Any time you are in a relationship, it is bound to happen. You will have a disagreement. The first instance can range from a very minor argument to a full on, knock-down, drag-out fight. The first fight is a very important one. It can either cause you to break up, or can help you actually become a true couple.
The first fight a couple has is usually over something rather minor. It comes in the form of a disagreement over expectations that one party has that the other is not meeting. Usually this happens because the people involved do not know each other well enough to know exactly what kind of expectations the other has.
Often times, if this first disagreement comes too early in a relationship, neither party is willing to actually discuss what needs to be discussed to work through the issue. Or, one party or the other is not vested enough in the relationship to put forth the effort that it requires to actually listen to another person's concerns, and possibly even admit that they have done something wrong. However, if there is indeed a vested interest, and both parties are willing actually discuss the problem, often times it can actually help make the relationship stronger.

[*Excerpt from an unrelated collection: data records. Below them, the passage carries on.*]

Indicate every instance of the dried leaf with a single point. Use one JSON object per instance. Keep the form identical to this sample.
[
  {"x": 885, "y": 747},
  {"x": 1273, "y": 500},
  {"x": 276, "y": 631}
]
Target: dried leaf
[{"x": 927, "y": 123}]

A first argument can only be successful if some very basic rules are followed. First, it is very imperative that the problem be discussed in the least confrontational method possible. If one party “attacks” the other in an accusatory manner, the one being attacked may determine that the other person is not worth all of this hassle. After all, we tend to be on our best behavior when a relationship is still new. If they are attacking in the beginning, what will happen a year from now when the newness has worn off? No one wants to stay with “that guy”.

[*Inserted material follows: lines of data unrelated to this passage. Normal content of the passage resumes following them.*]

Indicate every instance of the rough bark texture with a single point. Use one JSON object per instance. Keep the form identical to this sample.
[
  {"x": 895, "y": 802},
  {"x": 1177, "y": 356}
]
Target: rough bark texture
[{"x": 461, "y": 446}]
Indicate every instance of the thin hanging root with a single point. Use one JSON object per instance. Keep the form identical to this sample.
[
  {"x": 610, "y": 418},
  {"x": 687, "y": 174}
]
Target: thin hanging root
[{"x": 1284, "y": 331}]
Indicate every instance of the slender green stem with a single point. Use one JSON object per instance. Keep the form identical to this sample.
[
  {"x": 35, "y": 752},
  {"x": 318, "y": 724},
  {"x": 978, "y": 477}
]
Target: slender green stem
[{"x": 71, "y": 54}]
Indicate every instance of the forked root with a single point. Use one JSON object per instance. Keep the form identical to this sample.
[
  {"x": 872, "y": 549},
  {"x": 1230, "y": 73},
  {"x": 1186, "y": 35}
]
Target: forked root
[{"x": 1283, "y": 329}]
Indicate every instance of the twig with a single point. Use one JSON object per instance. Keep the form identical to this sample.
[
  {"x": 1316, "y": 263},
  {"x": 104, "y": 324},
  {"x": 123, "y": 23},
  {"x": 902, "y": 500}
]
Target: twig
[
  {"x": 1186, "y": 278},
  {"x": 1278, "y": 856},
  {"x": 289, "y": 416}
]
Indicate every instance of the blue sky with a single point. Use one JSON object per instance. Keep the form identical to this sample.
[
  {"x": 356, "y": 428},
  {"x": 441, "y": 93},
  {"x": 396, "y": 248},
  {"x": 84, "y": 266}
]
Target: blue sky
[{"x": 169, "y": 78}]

The second key is that you must try to leave emotion out of the equation as much as possible. This is very difficult, considering it is often hurt feelings that have caused the argument in the first place. But, if both parties are able to keep an open mind and think in a logical manner, a calm, rational discussion can take place, resulting in a far better outcome for both parties.
Third, it is important that both parties keep an open mind as to their role in the misunderstanding. Both parties must be willing to apologize if it is necessary. Even if one person is the “wrongdoer,” the other party may have been partly to blame as well, possibly by not effectively communicating what exactly they want and need. They may also have helped instigate the problem without even knowing it. Often in an argument there is not just one person who is completely to blame. If both parties are willing to accept responsibility for their part in the problem, there is a much better chance that the end result will be favorable to everyone involved.
In the end, a fight does not have to be the end. It can help a new couple learn how to communicate more effectively with each other. It can help define boundaries and expectations. And it helps show the layer below our best face that we always put forward in the beginning. Or, it can show that two people were truly not meant to be, as their expectations are radically different, or they have different ways of communicating that do not mesh. It can also show an ugly side of a person that is simply not tolerable. But, if both parties are willing to put forth just a little effort, it can actually bring them just a little closer together.